En prévention de questions qui me sont régulièrement posées : non, je n’ai jamais été arrêtée par des policiers parce que j’étais journaliste. Non, ma liberté d’expression n’a jamais été bafouée. Non, tout le monde ne veut pas « partir de Cuba pour les Etats-Unis ». Oui, j’ai vu beaucoup d’homosexuels et de travestis heureux à La Havane. Oui, le système de santé cubain fonctionne : il se place parmi les meilleurs au monde, qualifié de « modèle » par l’ONU en 2014. Oui, la vie est difficile à Cuba, en permanence. Les ressources sont très limitées. C’est le prix qu’ils ont choisi de payer pour leur indépendance. Non, il n’y a pas vraiment de pluralisme de la presse. Oui, lire le slogan « Patria o Muerte » dans la rue m’a choqué. Parler de libertés individuelles serait de l’ordre de la spéculation. Je n’ai pas vécu assez longtemps avec les Cubains pour en parler. Mais il est exact de souligner qu’au nom de la « lutte contre le terrorisme », on se permet beaucoup de choses. Le CDR (comité de défense de la révolution, le système de surveillance cubain) est très présent, très actif. J’ai fait l’expérience du « fichage » au moment de changer mon visa à l’Immigration. Un dossier complet sur moi indiquait où j’avais logé, chaque lieu que j’avais visité où l’on m’avait demandé mes papiers d’identité, quels étaient les modes de transports que j’avais empruntés... jusqu’à mon « attitude vestimentaire ». J’ai appris que tout citoyen pouvait contribuer à apporter des renseignements sur une personne au comité. Je ne savais pas si je devais être impressionnée ou bouleversée. On en est là aujourd’hui, avec la loi sur la surveillance, et c’est regrettable...

Je terminerais sur une citation très courte de Che Guevara -car toutes les bonnes idées sont quand même parties de lui- qui me semble importante, à la fois pour Cuba qui se renouvelle aujourd’hui, et pour nous, jeunes occidentaux en recherche d’un système plus juste : « Une révolution qui ne s’approfondit pas constamment est une révolution qui régresse. »

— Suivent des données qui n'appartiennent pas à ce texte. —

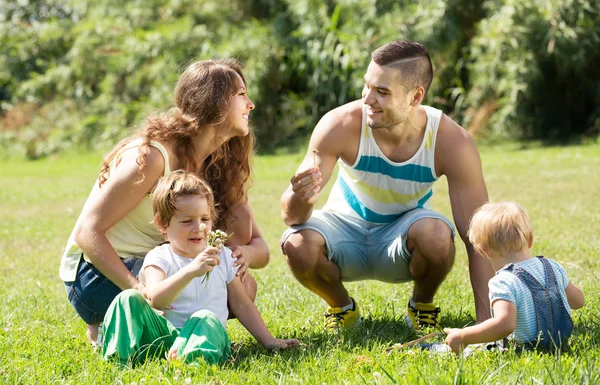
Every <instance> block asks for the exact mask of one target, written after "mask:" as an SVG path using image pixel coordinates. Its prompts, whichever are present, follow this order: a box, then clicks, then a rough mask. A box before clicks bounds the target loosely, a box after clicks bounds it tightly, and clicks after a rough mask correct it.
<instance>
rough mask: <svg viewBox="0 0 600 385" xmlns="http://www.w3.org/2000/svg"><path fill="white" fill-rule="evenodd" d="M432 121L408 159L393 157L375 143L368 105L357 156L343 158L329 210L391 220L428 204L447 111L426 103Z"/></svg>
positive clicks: (436, 179)
mask: <svg viewBox="0 0 600 385" xmlns="http://www.w3.org/2000/svg"><path fill="white" fill-rule="evenodd" d="M423 108H424V109H425V111H426V112H427V127H426V130H425V135H424V137H423V142H422V143H421V146H420V147H419V149H418V150H417V152H416V153H415V154H414V155H413V156H412V157H411V158H410V159H409V160H407V161H405V162H402V163H396V162H392V161H391V160H389V159H388V158H387V157H386V156H385V155H384V154H383V152H381V150H380V149H379V147H378V146H377V143H375V139H374V138H373V132H372V130H371V127H369V126H368V125H367V114H366V111H365V108H364V107H363V114H362V128H361V139H360V144H359V149H358V156H357V157H356V161H355V163H354V164H353V165H351V166H349V165H347V164H346V163H344V162H343V161H342V160H341V159H339V160H338V165H339V172H338V177H337V180H336V182H335V185H334V186H333V188H332V190H331V193H330V195H329V199H328V200H327V203H326V204H325V207H323V210H324V211H330V212H335V213H339V214H344V215H349V216H352V217H356V218H361V219H364V220H366V221H368V222H373V223H389V222H392V221H394V220H396V219H397V218H399V217H400V216H401V215H402V214H404V213H405V212H407V211H409V210H412V209H414V208H417V207H422V208H429V205H428V202H429V199H430V198H431V195H432V194H433V191H432V188H431V187H432V185H433V182H435V181H436V180H437V179H438V176H437V175H436V173H435V166H434V153H435V140H436V134H437V130H438V127H439V124H440V118H441V116H442V111H440V110H438V109H435V108H433V107H429V106H423Z"/></svg>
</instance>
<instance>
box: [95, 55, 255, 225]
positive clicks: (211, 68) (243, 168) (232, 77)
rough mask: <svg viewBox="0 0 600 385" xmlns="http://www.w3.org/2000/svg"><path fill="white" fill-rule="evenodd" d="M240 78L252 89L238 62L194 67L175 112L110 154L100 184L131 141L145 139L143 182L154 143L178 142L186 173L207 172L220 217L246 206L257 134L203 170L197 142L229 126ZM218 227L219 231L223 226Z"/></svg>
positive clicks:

Cette lourdeur jamais ressentie dans ce vol de retour vers le Nord. Ce silence des rues disciplinées. Cette incompréhension face aux décisions de mon propre continent. Le Che a écrit « ya no soy yo » en revenant du Pérou, à 20 ans. Cuba a renversé ma vision du monde, et je l’en remercie. Une chose est sûre : je reviendrai à Cuba. Seguro et volveré.